Multiplying Complex Numbers: (x-1+i)(x-1-i)
This expression involves multiplying two complex numbers. Let's break down the process and understand the result:
Understanding Complex Numbers
Complex numbers are expressed in the form a + bi, where:
- a represents the real part.
- b represents the imaginary part.
- i is the imaginary unit, defined as the square root of -1 (i² = -1).
Multiplying the Expression
We'll use the distributive property (also known as FOIL) to multiply the complex numbers:
(x-1+i)(x-1-i) = (x-1)(x-1) + (x-1)(-i) + (i)(x-1) + (i)(-i)

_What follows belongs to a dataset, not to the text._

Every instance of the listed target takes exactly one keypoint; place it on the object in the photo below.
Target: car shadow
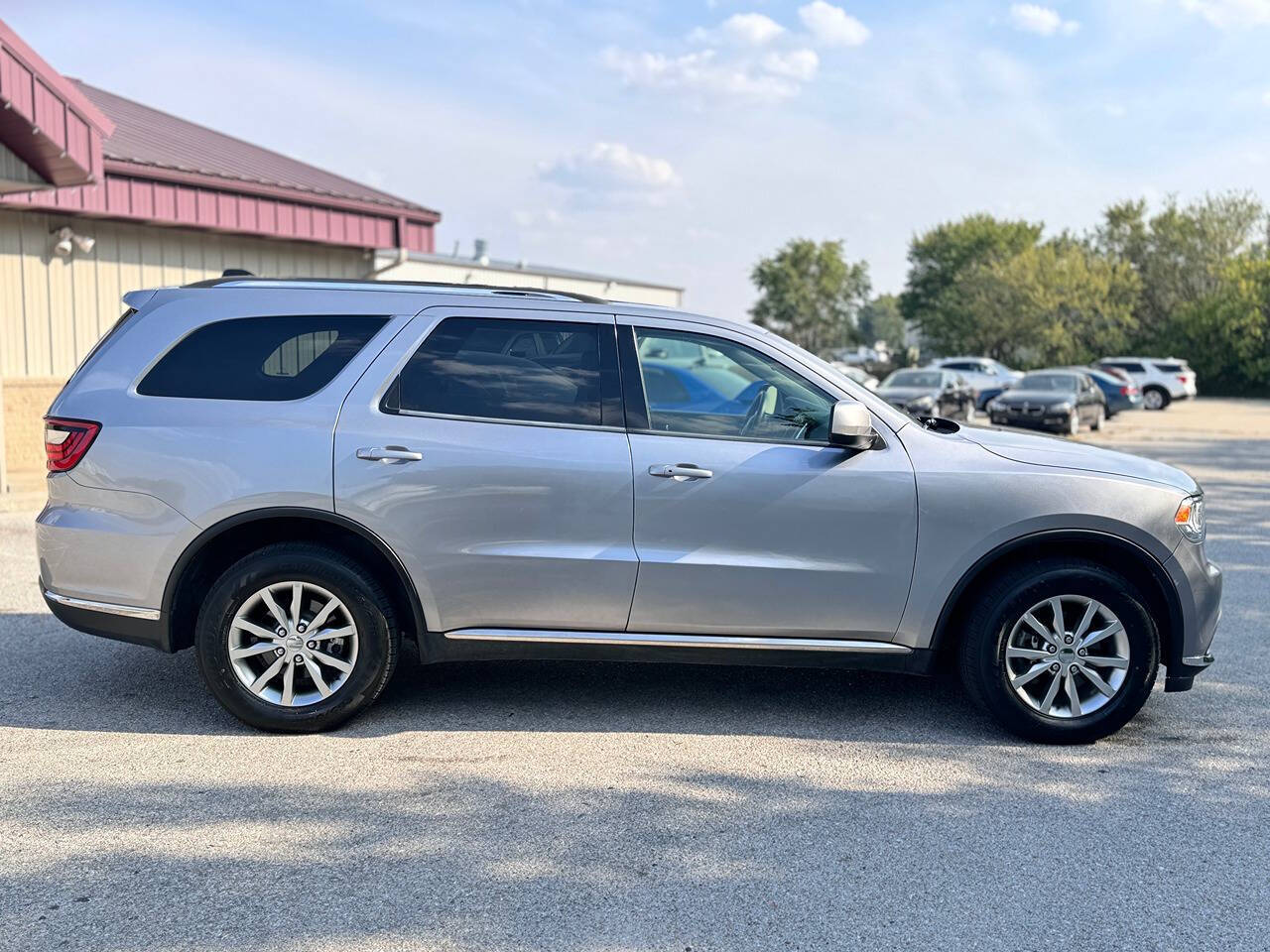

Now, let's simplify each term:
- (x-1)(x-1) = x² - 2x + 1
- (x-1)(-i) = -ix + i
- (i)(x-1) = ix - i
- (i)(-i) = -i² = -(-1) = 1
Combining the terms:
(x² - 2x + 1) + (-ix + i) + (ix - i) + 1 = x² - 2x + 2
The Result
Therefore, the product of (x-1+i)(x-1-i) is x² - 2x + 2. Notice that the result is a real quadratic polynomial with no imaginary component.
Why is the Result Real?
The reason we get a real result is due to the special nature of the two complex numbers being multiplied. They are complex conjugates.
Complex conjugates have the same real part but opposite imaginary parts. When multiplied, the imaginary terms cancel out, leaving only the real terms.